Scott said it well but let me just ask a couple of questions?

1. I would not give my infant child over to someone in marriage so I assume you're asking about the marriage of adults. Is that a safe assumption?

2. Suppose George, child in a credo baptist Church, is baptized at age 11 based on a credible profession. When he turns 18 he curses his parents, repudiates his faith, and becomes a hedonist. At age 25 he meets your daughter and wants to marry her so long as she agrees to an open marriage. How do Baptists handle such men? Do they give their parental blessing to their daughters to marry George?


----------



## Mocha (Nov 26, 2005)

> _Originally posted by SemperFideles_
> 
> 
> > _Originally posted by Mocha_
> ...



#1 - Yes, I'm referring to someone that is old enough to marry. I had found it interesting that someone who was not a Christian could marry a Christian as long as he/she was baptized into the covenant at some time in his/her past. I'm not saying it's wrong...it's just new to me.
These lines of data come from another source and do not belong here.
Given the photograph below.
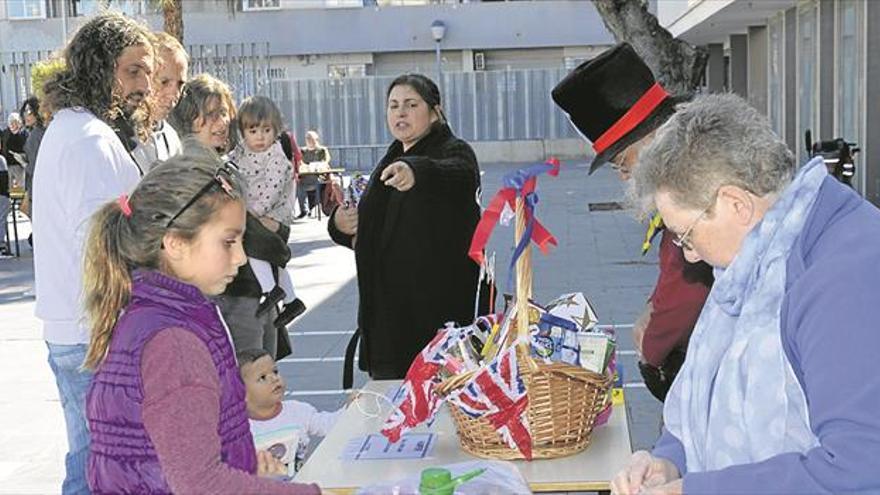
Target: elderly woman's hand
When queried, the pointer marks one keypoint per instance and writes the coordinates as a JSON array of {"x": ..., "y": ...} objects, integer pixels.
[
  {"x": 345, "y": 219},
  {"x": 398, "y": 175},
  {"x": 268, "y": 466},
  {"x": 671, "y": 488},
  {"x": 646, "y": 472}
]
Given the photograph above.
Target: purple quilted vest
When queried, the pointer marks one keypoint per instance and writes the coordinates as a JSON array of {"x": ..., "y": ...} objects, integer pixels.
[{"x": 123, "y": 458}]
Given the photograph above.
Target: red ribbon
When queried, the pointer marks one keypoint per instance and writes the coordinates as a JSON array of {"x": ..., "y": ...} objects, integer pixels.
[
  {"x": 540, "y": 235},
  {"x": 633, "y": 117},
  {"x": 124, "y": 205}
]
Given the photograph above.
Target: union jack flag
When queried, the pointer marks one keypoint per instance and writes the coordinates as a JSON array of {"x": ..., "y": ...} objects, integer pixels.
[
  {"x": 419, "y": 401},
  {"x": 498, "y": 393}
]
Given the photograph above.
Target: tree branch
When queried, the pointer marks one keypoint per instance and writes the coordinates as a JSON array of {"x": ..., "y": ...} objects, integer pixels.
[{"x": 677, "y": 65}]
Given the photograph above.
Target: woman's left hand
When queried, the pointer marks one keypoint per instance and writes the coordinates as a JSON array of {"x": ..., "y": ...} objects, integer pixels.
[
  {"x": 268, "y": 466},
  {"x": 270, "y": 224},
  {"x": 398, "y": 175},
  {"x": 671, "y": 488}
]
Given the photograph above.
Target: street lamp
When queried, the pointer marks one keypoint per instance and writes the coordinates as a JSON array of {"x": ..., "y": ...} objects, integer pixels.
[{"x": 438, "y": 30}]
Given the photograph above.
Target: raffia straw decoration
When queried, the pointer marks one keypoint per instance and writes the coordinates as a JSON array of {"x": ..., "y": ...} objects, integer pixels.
[{"x": 564, "y": 400}]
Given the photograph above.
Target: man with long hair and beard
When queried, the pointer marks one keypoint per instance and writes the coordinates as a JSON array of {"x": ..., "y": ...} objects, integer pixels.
[{"x": 100, "y": 104}]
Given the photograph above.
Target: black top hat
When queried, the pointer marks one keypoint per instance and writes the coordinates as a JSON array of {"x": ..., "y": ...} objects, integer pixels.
[{"x": 614, "y": 101}]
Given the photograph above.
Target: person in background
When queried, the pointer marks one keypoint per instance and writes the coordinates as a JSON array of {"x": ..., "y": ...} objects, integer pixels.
[
  {"x": 83, "y": 163},
  {"x": 599, "y": 96},
  {"x": 33, "y": 120},
  {"x": 12, "y": 141},
  {"x": 411, "y": 232},
  {"x": 167, "y": 411},
  {"x": 203, "y": 115},
  {"x": 274, "y": 421},
  {"x": 779, "y": 392},
  {"x": 204, "y": 111},
  {"x": 315, "y": 157},
  {"x": 172, "y": 63},
  {"x": 260, "y": 157},
  {"x": 5, "y": 205}
]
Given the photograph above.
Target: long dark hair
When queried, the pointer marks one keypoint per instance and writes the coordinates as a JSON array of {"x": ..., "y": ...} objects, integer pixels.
[
  {"x": 120, "y": 241},
  {"x": 88, "y": 79}
]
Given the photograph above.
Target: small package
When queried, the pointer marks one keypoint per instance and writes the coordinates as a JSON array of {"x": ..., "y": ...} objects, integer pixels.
[{"x": 574, "y": 307}]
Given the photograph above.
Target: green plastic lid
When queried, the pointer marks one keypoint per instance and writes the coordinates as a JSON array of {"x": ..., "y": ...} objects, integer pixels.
[{"x": 436, "y": 481}]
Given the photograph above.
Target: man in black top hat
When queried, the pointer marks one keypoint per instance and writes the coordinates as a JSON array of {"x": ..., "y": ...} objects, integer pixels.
[{"x": 615, "y": 103}]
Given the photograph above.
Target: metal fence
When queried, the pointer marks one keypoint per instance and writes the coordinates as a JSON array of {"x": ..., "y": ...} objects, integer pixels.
[
  {"x": 15, "y": 79},
  {"x": 349, "y": 113},
  {"x": 244, "y": 66}
]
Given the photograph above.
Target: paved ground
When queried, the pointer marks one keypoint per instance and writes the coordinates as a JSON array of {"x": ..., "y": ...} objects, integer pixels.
[{"x": 598, "y": 254}]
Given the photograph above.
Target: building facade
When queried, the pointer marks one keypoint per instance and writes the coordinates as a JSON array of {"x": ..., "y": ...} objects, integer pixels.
[
  {"x": 320, "y": 39},
  {"x": 804, "y": 63}
]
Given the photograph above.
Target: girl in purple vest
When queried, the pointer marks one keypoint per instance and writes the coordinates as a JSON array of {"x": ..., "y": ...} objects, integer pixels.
[{"x": 166, "y": 408}]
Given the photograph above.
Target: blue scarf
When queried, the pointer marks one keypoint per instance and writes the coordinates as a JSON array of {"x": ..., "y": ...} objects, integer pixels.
[{"x": 736, "y": 399}]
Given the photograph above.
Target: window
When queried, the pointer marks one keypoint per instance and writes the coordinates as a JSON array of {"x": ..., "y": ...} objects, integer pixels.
[
  {"x": 340, "y": 71},
  {"x": 250, "y": 5},
  {"x": 26, "y": 9},
  {"x": 776, "y": 74},
  {"x": 849, "y": 70},
  {"x": 808, "y": 73},
  {"x": 276, "y": 73},
  {"x": 332, "y": 4}
]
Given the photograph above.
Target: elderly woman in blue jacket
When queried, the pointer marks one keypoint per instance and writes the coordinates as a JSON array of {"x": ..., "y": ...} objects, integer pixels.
[{"x": 779, "y": 392}]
#2 - If George repudiates his faith, then we would obviously see George as an unbeliever, and therefore would not receive our blessing. Only those living in the light should marry only those living in the light. 

Mike


----------



## Semper Fidelis (Nov 26, 2005)

> _Originally posted by Mocha_
> 
> 
> > _Originally posted by SemperFideles_
> ...


Good answer to #2. Sounds pretty much the same as I would handle it.

I don't know any father, who believes God's word, that would give his blessing to a man simply because he was baptized at some point in his life even though he lived like a Pagan. True whether he was baptized at 1 week or 572 weeks.

[Edited on 11-27-2005 by SemperFideles]


----------



## non dignus (Dec 5, 2005)

> Thanks for clearing that up for me. It still seems odd to me that those who are not justified are considered 'believers', 'righteous', and living in the 'light'. However, I can see it when I'm looking through Paedo glasses.





We _believe_ we are justified, We don't _know_ we are justified. Conversely if anyone eschews baptism I have to assume (and therefore believe) that they are not justified.


----------